Deferred accrual of VAT on imports
With effect from 1 July 2019, Bulgaria will apply the so-called deferred accrual of VAT (or reverse-charge mechanism) on imports of certain goods (pursuant to art. 211 of the EU VAT Directive). The newly introduced rules will be applicable to certain categories of taxable persons and will cover the importation of the goods listed in Appendix No. 3 to the VAT Act. The list of goods includes ferrous and non-ferrous metals, ores, organic and non-organic chemical products (i.e. the goods referenced in Chapters 25, 26, 28, 29 and Chapters 72–80 of the Combined Nomenclature).
The importers who are entitled to apply the deferred accounting of VAT should meet all of the following conditions:
- they must have been registered for VAT purposes under the general VAT registration rules at least six months prior to the import,
- they should not have any outstanding public liabilities, and
- the customs value of each item declared for import must be equal to or higher than BGN 50,000 (approx. EUR 25,500).
The right to input VAT deduction is applied through the monthly VAT return submitted by the importer by including the import customs declaration and the protocol for VAT reverse charge in the monthly VAT sales and purchase ledgers.
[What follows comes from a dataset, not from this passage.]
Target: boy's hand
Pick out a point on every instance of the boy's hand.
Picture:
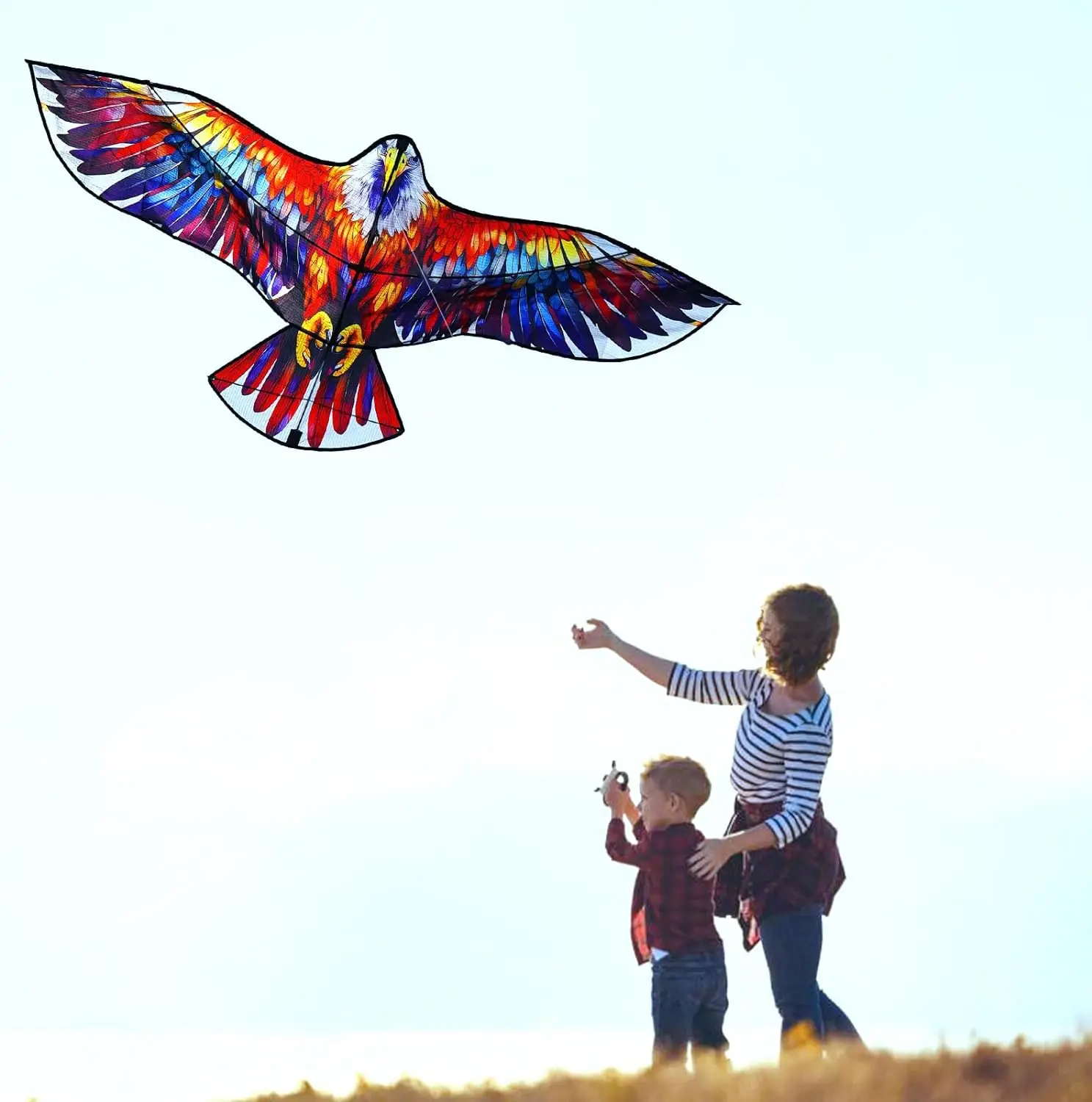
(618, 799)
Thus, the importer is entitled to enjoy input VAT deduction without the import VAT being effectively paid to the customs office upon importation of the goods.
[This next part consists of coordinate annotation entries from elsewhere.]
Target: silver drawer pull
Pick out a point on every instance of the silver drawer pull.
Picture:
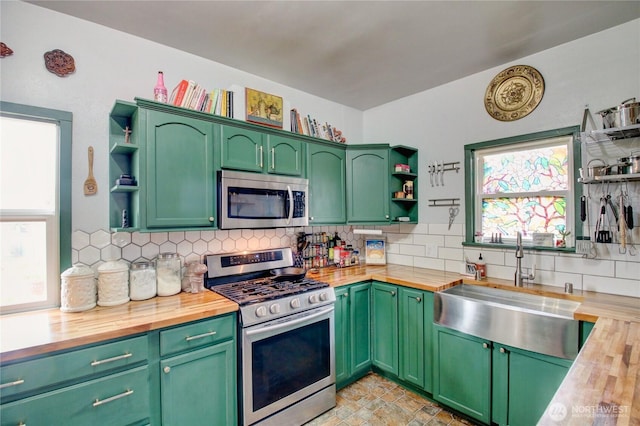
(115, 358)
(113, 398)
(9, 384)
(200, 336)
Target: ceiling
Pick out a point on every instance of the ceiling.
(358, 53)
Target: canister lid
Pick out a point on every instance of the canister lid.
(78, 270)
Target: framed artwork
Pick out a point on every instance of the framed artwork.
(263, 108)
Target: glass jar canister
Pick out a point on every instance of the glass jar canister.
(113, 283)
(168, 272)
(78, 289)
(142, 281)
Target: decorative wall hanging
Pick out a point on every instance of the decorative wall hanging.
(59, 62)
(263, 108)
(514, 93)
(5, 50)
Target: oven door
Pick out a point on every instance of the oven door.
(286, 360)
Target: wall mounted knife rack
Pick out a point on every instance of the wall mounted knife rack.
(444, 202)
(437, 169)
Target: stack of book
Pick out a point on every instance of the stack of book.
(191, 95)
(311, 127)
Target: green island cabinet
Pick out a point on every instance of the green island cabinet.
(155, 378)
(353, 332)
(402, 326)
(491, 382)
(326, 171)
(257, 151)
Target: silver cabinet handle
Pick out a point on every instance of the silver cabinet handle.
(200, 336)
(115, 358)
(9, 384)
(112, 398)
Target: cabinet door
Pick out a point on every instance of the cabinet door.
(523, 384)
(180, 175)
(385, 326)
(368, 186)
(242, 149)
(462, 373)
(327, 182)
(199, 387)
(285, 156)
(412, 338)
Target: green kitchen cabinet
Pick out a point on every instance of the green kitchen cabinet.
(326, 171)
(415, 329)
(255, 151)
(523, 384)
(385, 327)
(368, 194)
(352, 332)
(462, 373)
(180, 175)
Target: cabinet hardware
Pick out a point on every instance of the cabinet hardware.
(9, 384)
(115, 358)
(200, 336)
(112, 398)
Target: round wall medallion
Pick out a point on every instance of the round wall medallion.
(514, 93)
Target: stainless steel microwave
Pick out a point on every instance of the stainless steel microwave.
(253, 200)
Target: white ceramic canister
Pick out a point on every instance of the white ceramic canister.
(78, 289)
(168, 273)
(142, 281)
(113, 283)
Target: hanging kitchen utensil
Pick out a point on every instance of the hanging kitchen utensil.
(90, 184)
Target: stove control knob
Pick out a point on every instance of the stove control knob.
(274, 309)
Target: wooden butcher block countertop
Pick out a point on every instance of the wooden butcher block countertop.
(605, 377)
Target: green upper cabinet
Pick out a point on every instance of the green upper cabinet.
(255, 151)
(368, 184)
(326, 171)
(181, 189)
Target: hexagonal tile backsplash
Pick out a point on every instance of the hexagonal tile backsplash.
(99, 246)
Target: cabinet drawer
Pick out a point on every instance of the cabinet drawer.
(197, 335)
(118, 399)
(69, 366)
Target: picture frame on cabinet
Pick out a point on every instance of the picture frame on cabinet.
(263, 108)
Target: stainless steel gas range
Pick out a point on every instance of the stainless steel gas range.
(286, 337)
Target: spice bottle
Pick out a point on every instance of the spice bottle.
(168, 273)
(160, 91)
(142, 281)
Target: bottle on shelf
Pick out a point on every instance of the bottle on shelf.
(160, 91)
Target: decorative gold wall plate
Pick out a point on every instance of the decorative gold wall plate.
(514, 93)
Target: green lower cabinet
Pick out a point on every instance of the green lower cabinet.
(462, 373)
(385, 326)
(523, 384)
(352, 332)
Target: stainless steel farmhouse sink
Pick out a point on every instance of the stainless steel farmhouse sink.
(528, 321)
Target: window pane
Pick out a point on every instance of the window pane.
(507, 216)
(28, 166)
(531, 170)
(23, 262)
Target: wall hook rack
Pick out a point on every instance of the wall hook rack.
(437, 169)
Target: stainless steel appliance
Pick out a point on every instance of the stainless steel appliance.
(286, 339)
(252, 200)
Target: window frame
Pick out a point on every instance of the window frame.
(471, 209)
(64, 121)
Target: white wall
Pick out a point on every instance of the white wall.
(600, 70)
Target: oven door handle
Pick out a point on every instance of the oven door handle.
(289, 324)
(291, 204)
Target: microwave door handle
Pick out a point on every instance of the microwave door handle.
(290, 205)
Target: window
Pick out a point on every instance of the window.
(35, 205)
(523, 184)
Following the latest amendment to the Implementing Regulation to the VAT Act, the conditions which should be cumulatively fulfilled so that the triangulation simplification applies are as follows:
- The supply of goods must be carried out between three taxable persons;
- A VAT-registered person in member state A (transferor) supplies the goods to a VAT-registered person in member state B (intermediary). Subsequently, the intermediary from state B supplies the same goods to the end customer registered in member state C (acquirer);
- The goods should be transported directly from member state A to member state C;
- The intermediary should not be registered for VAT purposes in either state A or state C. Nevertheless, this condition shall be deemed fulfilled even in the event that the intermediary is VAT-registered in member state A or C, but has performed the intra-Community acquisition of the goods under its VAT ID number issued in member state B.
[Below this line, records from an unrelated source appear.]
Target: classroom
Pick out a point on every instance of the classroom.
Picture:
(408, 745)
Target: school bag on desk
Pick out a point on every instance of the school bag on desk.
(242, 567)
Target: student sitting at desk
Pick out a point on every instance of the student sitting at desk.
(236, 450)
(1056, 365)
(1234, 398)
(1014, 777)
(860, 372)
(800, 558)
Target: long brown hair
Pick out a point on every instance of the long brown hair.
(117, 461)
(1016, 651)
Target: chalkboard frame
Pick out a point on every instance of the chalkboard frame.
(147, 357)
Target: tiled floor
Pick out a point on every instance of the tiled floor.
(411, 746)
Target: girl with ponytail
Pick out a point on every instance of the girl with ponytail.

- The acquirer accounts for the VAT due in relation to the supply.
VAT treatment of vouchers
The Vouchers Directive (EU) 2016/1065 of 27 June 2016 was implemented in Bulgarian VAT law as of 1 January 2019. The newly adopted provisions introduce the terms ‘single-purpose voucher’ and ‘multi-purpose voucher’ and establish the rules for their VAT treatment.
The new rules will apply for vouchers issued after 31 December 2018.